P - Ao contrário do passado, agora vocês eram acusados de estarem copiando o Queen neste disco. Você concorda com estas críticas?

S - Como podíamos estar copiando o Queen se viemos primeiro?

 

P - E chegaram os anos 80 e o Sweet lançou mais um LP, Waters Edge. O que você acha daquele disco? Eu sei que você odeia Sixties Man, como música e como vídeo promocional. É engraçado, porque muitos fãs gostam da música.

S - Eu odiei aquela música na época e não agüento escutá-la hoje.

 

P - Foi difícil entrar numa nova década com uma posição tão diferente nas paradas? Este disco poderia ter sido chamado “O Canto do Cisne do Sweet”?

S - Sim, eu acho que aquilo foi o fim.

 

P - Você disse que uma platéia de 1.500 pessoas, na Inglaterra, era boa na época. Vocês ainda tinham este público nos shows por lá? E nos Estados Unidos?

S - Nós tínhamos audiências maiores do que essa na Europa e Inglaterra. Quando excursionamos com “Seger” (Bob Seger). O Sweet abriu os shows dele nos Estados Unidos, em 1978), nós ajudamos a trazer metade das 30 mil pessoas que iam aos shows.

 

P - Mas vocês foram em frente e, em 1982, lançaram um LP apenas na Alemanha, Identity Crisis. Aquilo foi o fim, certo? Como o comportamento de Andy contribuiu para sua decisão de deixar o grupo?

S - Não foi apenas Andy que fez a banda acabar. Chegou o fim.

 

P - De 1984 até hoje Andy ainda está tocando com seu Sweet, assim como Brian também teve seu Sweet, até 1997, quando faleceu. Como você viu o trabalho deles com o nome Sweet ao longo destes anos?

S - Não, o Andy teve carreira solo até 1985, quando me perguntou se eu queria me juntar a ele e Mick para fazer uma turnê na Austrália. Eu recusei já que me pareceu trabalho escravo.

 

P - Escutando as fitas da reunião da formação original, em 1988, podemos entender porque o projeto não seguiu adiante. Brian ainda estava em má forma. E na gravação de Ballroom Blitz temos algumas “adoráveis” mudanças na letra da famosa introdução.
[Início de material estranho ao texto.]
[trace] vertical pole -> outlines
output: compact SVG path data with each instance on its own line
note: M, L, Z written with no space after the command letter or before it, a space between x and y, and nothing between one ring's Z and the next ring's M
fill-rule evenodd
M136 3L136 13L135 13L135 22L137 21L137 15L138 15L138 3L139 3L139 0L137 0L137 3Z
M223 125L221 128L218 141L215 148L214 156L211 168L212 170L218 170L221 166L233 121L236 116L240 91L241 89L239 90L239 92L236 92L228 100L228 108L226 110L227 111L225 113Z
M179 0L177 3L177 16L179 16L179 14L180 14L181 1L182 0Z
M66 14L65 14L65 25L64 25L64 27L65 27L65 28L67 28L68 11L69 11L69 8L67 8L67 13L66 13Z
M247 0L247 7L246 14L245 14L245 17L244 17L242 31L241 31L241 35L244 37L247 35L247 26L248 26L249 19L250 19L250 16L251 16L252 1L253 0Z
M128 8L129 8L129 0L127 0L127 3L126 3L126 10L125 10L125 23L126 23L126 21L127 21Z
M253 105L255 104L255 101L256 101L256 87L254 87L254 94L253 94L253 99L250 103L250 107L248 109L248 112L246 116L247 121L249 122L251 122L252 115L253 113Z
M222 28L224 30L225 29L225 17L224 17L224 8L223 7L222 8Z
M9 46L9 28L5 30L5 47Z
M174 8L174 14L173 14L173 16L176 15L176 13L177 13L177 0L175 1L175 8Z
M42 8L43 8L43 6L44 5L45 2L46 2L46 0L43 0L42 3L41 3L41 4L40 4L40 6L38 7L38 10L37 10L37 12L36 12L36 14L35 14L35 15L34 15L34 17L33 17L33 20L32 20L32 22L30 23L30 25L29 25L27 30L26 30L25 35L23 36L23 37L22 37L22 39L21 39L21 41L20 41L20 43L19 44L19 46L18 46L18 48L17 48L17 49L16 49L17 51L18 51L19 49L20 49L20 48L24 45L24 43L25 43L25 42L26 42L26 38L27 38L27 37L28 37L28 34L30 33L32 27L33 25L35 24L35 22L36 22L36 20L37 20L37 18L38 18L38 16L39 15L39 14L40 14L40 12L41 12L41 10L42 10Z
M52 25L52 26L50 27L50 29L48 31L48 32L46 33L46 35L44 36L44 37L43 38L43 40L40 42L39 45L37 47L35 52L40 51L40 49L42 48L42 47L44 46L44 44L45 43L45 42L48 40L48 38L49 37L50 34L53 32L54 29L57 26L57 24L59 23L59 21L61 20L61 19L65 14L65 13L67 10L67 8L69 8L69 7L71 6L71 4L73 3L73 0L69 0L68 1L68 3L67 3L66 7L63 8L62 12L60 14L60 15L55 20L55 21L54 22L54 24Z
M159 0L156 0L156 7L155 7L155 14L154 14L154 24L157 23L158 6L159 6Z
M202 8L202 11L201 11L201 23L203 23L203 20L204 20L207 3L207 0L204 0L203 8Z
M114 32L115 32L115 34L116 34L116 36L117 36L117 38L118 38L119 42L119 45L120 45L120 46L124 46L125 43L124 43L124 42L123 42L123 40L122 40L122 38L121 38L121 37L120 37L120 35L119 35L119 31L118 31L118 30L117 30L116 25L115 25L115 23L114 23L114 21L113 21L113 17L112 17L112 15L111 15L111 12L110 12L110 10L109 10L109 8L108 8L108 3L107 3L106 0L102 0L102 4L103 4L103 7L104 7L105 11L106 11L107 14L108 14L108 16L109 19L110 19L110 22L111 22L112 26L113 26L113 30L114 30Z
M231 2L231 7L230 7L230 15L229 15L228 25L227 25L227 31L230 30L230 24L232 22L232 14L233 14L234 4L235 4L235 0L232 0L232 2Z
Você mudou seu “Uh-huh” para “Fuck off” e Mick foi de “Okay” para “Suck cocks in hell”. Estas frases foram endereçadas para Brian? Você pode falar mais destas gravações?

S - Não, não era nada pessoal, estávamos apenas nos divertindo.

 

P - Desde que você deixou o Sweet, em 1982, não ouvimos mais falar de nenhuma atividade fonografia de sua parte. Mas existe um CD pirata, “First Takes and Outtakes”, com 6 demos suas. Quando elas foram gravadas e o que você tem feito todos estes anos?

S - Eu as gravei poucos anos atrás. Compus várias músicas com “Marco Delamar” e cheguei a fundar uma banda chamada “The Allies”.

 

P - Você tocou no “Benefit Concert for the Twin Towers Orphan Fund”, que aconteceu dia 28 de Dezembro de 2001, em Los Angeles. Quem planejou o evento e como foi sua participação?

S - Eu realmente não sei quem organizou tudo. Perguntaram-me se eu estava interessado e é claro que eu estava.

 

P - Durante o período que você esteve no grupo, você pode explorar toda a sua criatividade, ou ficou faltando fazer algo?

S - Não acredito que tenhamos chegado perto do potencial que estava dentro de nós. Muito controle, muitos negócios e maus contratos.

 

P - Agora, passados 34 anos do início da banda, vocês têm fãs dos 6 aos 50 anos. Olhando para trás, como você resumiria sua contribuição para a música?

S - Eu acho que o fato de nossas músicas ainda serem usadas em filmes, regravadas por bandas novas e antigas fala por si mesmo.

 

 

 

Passados 11 anos desta entrevista Steve Priest ainda está na estrada, com sua versão do Sweet, fazendo shows pelas Américas, incluindo o Brasil em 2012.